LSTM implementation in PyTorch
LSTM 的 PyTorch 实现
Last updated on
Module definition
import torch
from torch import nn
class LSTM(nn.Module):
def __init__(
self,
input_size,
hidden_size,
num_layers,
num_output, device
):
super(LSTM, self).__init__()
self.hidden_size = hidden_size
self.device = device
self.num_layers = num_layers
self.lstm = nn.LSTM(
input_size,
hidden_size,
num_layers,
batch_first=True,
bidirectional=True
# bidirectional=False
)
self.predict = nn.Linear(hidden_size * 2, num_output)
# self.predict = nn.Linear(hidden_size, num_output)
def forward(self, x):
x = x.unsqueeze(0)
h0 = torch.zeros(
self.num_layers * 2,
x.size(0),
self.hidden_size
).to(self.device)
c0 = torch.zeros(
self.num_layers * 2,
x.size(0),
self.hidden_size
).to(self.device)
# h0 = torch.zeros(
# self.num_layers,
# x.size(0),
# self.hidden_size
# ).to(self.device)
# c0 = torch.zeros(
# self.num_layers,
# x.size(0),
# self.hidden_size
# ).to(self.device)
out, _ = self.lstm(x, (h0, c0))
out = self.predict(out[0])
return out
The second input and the second output of self.lstm()

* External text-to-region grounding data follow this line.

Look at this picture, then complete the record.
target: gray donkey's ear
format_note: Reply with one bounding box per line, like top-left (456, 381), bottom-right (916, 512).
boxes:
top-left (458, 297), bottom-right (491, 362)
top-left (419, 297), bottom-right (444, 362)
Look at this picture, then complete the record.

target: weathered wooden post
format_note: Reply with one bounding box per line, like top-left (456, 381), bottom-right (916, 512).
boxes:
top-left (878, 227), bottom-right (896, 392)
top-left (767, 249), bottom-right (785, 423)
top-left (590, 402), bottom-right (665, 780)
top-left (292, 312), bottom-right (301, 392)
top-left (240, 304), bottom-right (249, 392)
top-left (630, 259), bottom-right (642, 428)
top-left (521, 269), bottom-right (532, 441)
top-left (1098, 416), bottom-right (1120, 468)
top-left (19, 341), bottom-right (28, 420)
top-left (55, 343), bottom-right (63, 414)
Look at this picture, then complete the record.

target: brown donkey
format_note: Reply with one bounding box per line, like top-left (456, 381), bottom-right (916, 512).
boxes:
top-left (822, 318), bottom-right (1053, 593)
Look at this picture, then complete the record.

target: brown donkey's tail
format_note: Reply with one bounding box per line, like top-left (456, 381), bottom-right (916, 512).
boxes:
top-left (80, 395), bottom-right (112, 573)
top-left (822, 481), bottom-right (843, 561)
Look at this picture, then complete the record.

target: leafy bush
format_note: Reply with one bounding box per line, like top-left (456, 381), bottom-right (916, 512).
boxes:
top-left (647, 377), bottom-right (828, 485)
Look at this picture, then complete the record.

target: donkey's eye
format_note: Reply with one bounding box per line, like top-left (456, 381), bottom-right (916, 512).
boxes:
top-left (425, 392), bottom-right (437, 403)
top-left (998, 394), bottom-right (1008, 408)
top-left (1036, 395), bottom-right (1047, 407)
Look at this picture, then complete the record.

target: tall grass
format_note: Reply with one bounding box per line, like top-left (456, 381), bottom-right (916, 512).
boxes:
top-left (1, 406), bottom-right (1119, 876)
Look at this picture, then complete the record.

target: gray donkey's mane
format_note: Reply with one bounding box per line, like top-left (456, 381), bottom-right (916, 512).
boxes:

could be useful in seq2seq,
but in this case, the second input is always 0 in correct shape, and the second output
is ignored.
Training
# ...
# data loading and batching
# ...
model = LSTM(
input_size=history_len,
hidden_size=100,
num_layers=1,
num_output=target_len,
device=device
).to(device)
loss_function = nn.L1Loss()
optimizer = torch.optim.Adam(model.parameters(), lr=0.001, weight_decay=1e-4)
scheduler = torch.optim.lr_scheduler.ReduceLROnPlateau(
optimizer,
mode='min',
factor=0.1,
patience=100,
verbose=False,
threshold=0.001,
threshold_mode='rel',
cooldown=0,
min_lr=0,
eps=1e-08
)
batch_size = 128
for i in range(epoch):
err_train = []
for seq, labels in minibatches(X, y, batch_size, shuffle=False):
y_pred = model(seq)
loss = loss_function(y_pred, labels)
optimizer.zero_grad()
loss.backward()
optimizer.step()
err_train.append(loss.item())
pass
if i % 10 == 0:
print(
f"epoch:{i+1:4}\tloss:{np.mean(err_train):10.10f}\tlr:{optimizer.param_groups[0]['lr']}")
pass
scheduler.step(np.mean(err_train))
pass
Both scheduled learning rate (reduce on plateau) and weight decay can help to reduce gradient explosion and overfitting.
Save the model after training
torch.save(model.state_dict(), "model.pth")
Evaluation
def mae(y_true, y_pred):
n = len(y_true)
mape = sum(np.abs(y_true - y_pred))/n*100
return mape
for i, trace in enumerate(X_test):
trace_tensor = torch\
.from_numpy(trace)\
.float()\
.view(1, history_len)\
.to(device)
predict = []
pred_list.append(model(trace_tensor).item())
real_list.append(y_test[i][0] / 100000) # scale
pass
print(mae(np.array(real_list), np.array(pred_list)))